Takahashi-san’s favorite lacquerware bowl


He has used his lacquerware bowl for almost 20 years. “It is my favorite and I have continued to use it despite some cracks here and there. I will leave it to the next generation to re-coat it before they use it.”

  • The Japanese are a unique people because they feel that certain plates and utensils belong to individuals. Each family member has his own chopsticks and rice bowl. This is rare in many other countries.

    Moreover, Japan’s tableware culture is amazing. First of all, plates come in many different shapes, with a rich variety of decorations. Given so many producers all over Japan, we have quite a high level of tableware quality.

    However, less people eat at home nowadays. The dining industry has become very strong and people do not have the time to eat at home. I believe that how you eat at home has a great impact on how enriched a person’s life can be. Even if you are not using the best of ingredients, anything that one takes time to prepare tastes delicious.

    When I visit chopsticks artisans, I always enjoy the food that is served by his wife, although they always say, “I only used what I had at hand.”
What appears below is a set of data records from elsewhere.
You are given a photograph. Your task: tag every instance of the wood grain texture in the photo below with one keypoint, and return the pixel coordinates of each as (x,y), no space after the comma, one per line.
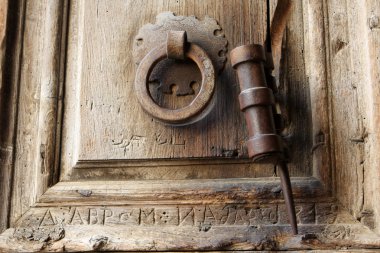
(184,228)
(329,96)
(37,111)
(353,56)
(11,44)
(172,191)
(100,100)
(317,75)
(6,145)
(371,214)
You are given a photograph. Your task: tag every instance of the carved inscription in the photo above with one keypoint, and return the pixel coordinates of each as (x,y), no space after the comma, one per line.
(204,217)
(228,215)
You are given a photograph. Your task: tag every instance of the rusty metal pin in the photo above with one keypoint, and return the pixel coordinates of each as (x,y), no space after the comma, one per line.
(257,102)
(288,195)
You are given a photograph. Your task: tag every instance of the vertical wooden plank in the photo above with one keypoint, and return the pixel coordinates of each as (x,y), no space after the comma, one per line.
(315,61)
(370,215)
(12,21)
(294,93)
(6,144)
(354,59)
(38,102)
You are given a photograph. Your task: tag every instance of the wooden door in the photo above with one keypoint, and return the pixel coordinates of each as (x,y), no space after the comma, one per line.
(95,172)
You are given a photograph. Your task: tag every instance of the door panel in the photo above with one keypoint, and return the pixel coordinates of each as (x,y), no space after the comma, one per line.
(106,134)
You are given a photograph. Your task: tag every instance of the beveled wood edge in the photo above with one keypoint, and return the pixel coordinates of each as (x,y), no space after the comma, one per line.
(243,190)
(35,151)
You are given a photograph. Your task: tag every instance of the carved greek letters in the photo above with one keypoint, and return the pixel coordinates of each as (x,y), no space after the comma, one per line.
(198,216)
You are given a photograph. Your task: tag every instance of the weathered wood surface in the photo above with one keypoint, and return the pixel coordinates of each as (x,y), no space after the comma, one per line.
(354,90)
(326,68)
(99,94)
(40,66)
(6,145)
(184,227)
(11,30)
(171,191)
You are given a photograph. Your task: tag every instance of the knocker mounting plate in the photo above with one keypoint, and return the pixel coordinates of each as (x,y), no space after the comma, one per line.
(177,79)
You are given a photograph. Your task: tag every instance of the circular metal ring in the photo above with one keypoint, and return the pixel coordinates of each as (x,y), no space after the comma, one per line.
(189,113)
    A person’s life can change with how he eats, and tableware is the essence that makes meals at home exciting and enriched. This has an especially large impact on children.
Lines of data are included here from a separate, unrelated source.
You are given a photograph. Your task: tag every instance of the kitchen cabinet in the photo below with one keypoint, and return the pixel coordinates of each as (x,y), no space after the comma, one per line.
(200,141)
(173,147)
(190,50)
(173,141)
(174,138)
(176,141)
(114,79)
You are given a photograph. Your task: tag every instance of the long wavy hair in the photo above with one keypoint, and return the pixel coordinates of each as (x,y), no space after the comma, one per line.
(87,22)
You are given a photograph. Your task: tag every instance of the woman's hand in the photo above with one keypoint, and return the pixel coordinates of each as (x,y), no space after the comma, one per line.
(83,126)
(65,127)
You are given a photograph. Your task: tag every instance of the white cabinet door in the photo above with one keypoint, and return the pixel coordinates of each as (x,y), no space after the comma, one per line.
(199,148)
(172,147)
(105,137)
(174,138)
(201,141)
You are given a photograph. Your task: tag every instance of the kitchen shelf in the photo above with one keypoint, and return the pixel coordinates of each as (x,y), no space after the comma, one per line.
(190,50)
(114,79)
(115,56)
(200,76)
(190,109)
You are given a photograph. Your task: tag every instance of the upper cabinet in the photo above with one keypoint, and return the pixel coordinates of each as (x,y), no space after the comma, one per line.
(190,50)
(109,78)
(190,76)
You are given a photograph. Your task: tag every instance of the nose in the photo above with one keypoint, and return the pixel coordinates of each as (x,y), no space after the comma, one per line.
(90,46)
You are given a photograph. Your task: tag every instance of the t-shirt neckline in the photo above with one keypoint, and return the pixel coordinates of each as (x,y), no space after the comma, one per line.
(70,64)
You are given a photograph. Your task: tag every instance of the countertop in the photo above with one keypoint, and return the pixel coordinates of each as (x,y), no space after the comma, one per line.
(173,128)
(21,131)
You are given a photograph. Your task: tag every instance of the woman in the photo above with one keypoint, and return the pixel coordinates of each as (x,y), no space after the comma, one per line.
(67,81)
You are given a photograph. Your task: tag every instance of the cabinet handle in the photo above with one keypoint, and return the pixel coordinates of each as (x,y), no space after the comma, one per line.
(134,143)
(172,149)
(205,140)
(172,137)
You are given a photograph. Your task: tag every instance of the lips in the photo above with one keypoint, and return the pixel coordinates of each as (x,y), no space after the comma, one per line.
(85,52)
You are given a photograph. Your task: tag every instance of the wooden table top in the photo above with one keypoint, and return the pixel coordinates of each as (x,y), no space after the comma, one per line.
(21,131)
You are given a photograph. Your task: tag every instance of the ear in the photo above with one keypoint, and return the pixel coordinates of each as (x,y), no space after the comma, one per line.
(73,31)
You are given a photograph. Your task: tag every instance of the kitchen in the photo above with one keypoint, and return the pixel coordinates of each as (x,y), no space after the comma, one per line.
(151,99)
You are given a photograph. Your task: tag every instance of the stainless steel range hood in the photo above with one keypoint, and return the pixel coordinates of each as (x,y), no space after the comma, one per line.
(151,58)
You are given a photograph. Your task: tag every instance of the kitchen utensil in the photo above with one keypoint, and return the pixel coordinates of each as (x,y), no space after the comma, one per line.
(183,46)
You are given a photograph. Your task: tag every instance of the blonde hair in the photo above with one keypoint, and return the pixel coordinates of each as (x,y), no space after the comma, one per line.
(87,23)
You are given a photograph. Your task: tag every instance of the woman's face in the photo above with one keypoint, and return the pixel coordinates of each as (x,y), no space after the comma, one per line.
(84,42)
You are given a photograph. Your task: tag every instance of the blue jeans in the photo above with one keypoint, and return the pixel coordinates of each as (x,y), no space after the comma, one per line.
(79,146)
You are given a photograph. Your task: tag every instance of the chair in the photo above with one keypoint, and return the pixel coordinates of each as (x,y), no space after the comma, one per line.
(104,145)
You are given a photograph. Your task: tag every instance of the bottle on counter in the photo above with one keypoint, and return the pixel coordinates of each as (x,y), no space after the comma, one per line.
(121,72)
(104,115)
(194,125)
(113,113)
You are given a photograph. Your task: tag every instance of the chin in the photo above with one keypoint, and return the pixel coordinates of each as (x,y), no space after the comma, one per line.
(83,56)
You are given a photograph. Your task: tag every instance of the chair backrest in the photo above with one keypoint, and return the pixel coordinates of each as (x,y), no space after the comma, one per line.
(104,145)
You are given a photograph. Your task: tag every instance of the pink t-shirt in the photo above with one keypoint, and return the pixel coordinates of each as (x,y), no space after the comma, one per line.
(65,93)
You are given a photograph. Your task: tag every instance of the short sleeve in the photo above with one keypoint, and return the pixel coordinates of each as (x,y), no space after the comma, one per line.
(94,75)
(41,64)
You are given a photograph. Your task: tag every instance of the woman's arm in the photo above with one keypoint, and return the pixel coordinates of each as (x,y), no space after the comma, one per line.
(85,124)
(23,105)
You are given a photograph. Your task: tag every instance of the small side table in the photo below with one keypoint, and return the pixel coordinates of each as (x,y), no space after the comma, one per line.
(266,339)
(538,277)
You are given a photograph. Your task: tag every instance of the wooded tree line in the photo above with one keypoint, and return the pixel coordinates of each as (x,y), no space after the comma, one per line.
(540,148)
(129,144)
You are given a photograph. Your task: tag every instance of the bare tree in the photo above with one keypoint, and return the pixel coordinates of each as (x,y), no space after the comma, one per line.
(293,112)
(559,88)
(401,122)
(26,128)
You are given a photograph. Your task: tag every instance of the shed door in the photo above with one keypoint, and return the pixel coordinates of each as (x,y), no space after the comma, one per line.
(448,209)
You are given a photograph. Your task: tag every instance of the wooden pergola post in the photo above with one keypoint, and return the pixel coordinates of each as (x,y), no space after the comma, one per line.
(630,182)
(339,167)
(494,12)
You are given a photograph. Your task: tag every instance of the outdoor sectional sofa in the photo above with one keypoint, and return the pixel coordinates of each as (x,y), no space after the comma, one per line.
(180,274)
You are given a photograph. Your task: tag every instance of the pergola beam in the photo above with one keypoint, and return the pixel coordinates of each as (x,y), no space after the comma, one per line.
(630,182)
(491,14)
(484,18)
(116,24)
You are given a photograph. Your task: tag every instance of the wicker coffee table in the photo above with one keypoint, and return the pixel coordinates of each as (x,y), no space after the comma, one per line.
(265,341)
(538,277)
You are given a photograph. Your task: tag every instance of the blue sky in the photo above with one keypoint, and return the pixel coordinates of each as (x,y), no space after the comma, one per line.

    At “Konatsu,” our specialty store for children’s chopsticks and Japanese tableware, we engrave children’s names in the tableware out of the hope that if children know that something is their own, they will be inspired to take good care of it.

With the times in Ginza, a town to stroll in

  • ─ Please share your feelings for Ginza
  • As described by the term “Ginbura,” Ginza is a town where you can stroll around.

    The streets follow a grid pattern and each street, large and small, boasts unique stores and boutiques. You can see why a long-established store has been in business for such a long time, the moment you step in.

    I am hoping that my chopsticks store will last for a century. Most long-established stores tend to run businesses that are associated with food – for example, Japanese confectionery stores and sake breweries.

    I believe food culture survives the times because of its importance. I am sure that the Japanese will never stop using chopsticks.

    In contrast, it is also true that good things that have been around for hundreds of years are not selling well. Using a favorite item for a long time is a beautiful practice, and I believe chopsticks and tableware are tools from which future society can learn important values. Ginza is the perfect place for communicating this.
高橋 隆太
President, Ginza Natsuno

Ryuta Takahashi

Born in Tokyo in 1973. Takahashi-san opened Ginza Natsuno, specializing in chopsticks, in May 1999, and “Konatsu,” specializing in Japanese children’s tableware, in June 2003. He is CEO of “Gallery Mon” in Kazama City, Ibaraki Prefecture. He is currently actively engaged in efforts to promote Japanese culture through “lacquerware culture,” beginning with chopsticks. “Natsuno,” his chopsticks store in Aoyama is a popular destination with many foreign customers. Publications include The Ultimate Chopsticks (Sanseido), and Jibun no hashi to deau tame: Ohashi no hanashi (finding your own chopsticks: the story of chopsticks) (WAVE Publishing).
今井 麻希子

Makiko Imai

alterna http://www.alterna.co.jp Having worked for several foreign IT firms, Imai shifted the target of her work to environmental and social issues after participating in the tenth meeting of the Conference of the Parties (COP 10) to the Convention on Biological Diversity as an NGO member. She currently conducts interviews, edits and writes articles, develops educational programs and offers interactive counselling sessions.